Monday, November 24, 2014


03:00pm - 04:00pm


CPE 2.204


Jorge L. Landa, Research Consultant in Reservoir Engineering with Chevron, will present a talk entitled "Probabilistic History Matching and Forecasting in Mature Reservoirs" as part of the Claude R. Hocott Graduate Seminar Series.


This technical talk deals with the problem of estimating forecast uncertainty in mature reservoirs and it is an upgraded version of the SPE Distinguished Lecturer presentation "Assessment of Forecast Uncertainty in Mature Reservoirs".

"Modern and efficient reservoir management is imperative, given the ever-increasing demand for oil. Making the right decision on reservoir development utilizing all available data in a timely manner is the key to a successful operation. For mature reservoirs, this requires high-quality uncertainty assessment of long-term performance forecast estimations. One critical and difficult component of the total uncertainty in forecasting is the one that stems from the implicit uncertainty in the geological and reservoir simulation models. In fact, regardless of the amount of reservoir data that we collect, there is no way to define the reservoir model uniquely. This reality suggests that we use an integrated probabilistic framework - Probabilistic History Matching - and incorporate production data into the reservoir model to reduce the associated uncertainty in reservoir characterization and performance forecasting.

The technical challenge is in obtaining a probabilistic description of the reservoir model. For mature reservoirs, this implies finding not one, but a large number of reservoir models that are consistent not only with the geological data but also with the production data. Using substitute low-computational cost mathematical models for the complex flow simulation combined with Monte Carlo simulation within a probabilistic framework, and utilizing available high-performance computing resources, it is feasible to find multiple solutions to the probabilistic history matching problem. These solutions, in turn, can be used to describe uncertainty with probabilistic forecasts. This presentation demonstrates the practicality of an approach to solve this critical problem using a real field example."
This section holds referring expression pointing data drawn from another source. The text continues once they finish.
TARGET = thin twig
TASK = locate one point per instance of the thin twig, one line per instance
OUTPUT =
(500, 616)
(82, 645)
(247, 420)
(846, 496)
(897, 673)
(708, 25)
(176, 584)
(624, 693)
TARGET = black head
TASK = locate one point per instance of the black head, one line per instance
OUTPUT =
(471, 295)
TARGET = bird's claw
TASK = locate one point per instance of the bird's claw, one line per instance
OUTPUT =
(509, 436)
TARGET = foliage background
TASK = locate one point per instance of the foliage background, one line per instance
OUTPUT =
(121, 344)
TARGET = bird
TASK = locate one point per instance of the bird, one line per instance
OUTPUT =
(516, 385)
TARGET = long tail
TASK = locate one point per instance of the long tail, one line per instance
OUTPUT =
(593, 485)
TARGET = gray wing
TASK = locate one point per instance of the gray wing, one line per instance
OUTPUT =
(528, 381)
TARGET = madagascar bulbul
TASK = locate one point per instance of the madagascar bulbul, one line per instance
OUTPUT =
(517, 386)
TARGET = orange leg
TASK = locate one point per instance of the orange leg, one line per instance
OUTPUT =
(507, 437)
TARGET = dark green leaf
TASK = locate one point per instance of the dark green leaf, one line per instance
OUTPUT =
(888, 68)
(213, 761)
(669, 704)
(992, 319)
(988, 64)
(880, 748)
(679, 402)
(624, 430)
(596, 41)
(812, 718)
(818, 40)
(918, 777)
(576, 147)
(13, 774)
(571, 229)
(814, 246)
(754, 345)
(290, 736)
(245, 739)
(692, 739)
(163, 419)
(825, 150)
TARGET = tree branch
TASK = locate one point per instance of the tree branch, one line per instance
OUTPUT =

Jorge Landa is a research consultant in reservoir engineering with Chevron U.S.A. in Houston TX. His technical areas of interest are in numerical reservoir flow simulation, history matching, uncertainty assessment and integration of 4D seismic into reservoir models. He holds MS and PhD degrees in Petroleum Engineering from Stanford University and a Mechanical Engineering degree from Universidad de Buenos Aires in Argentina.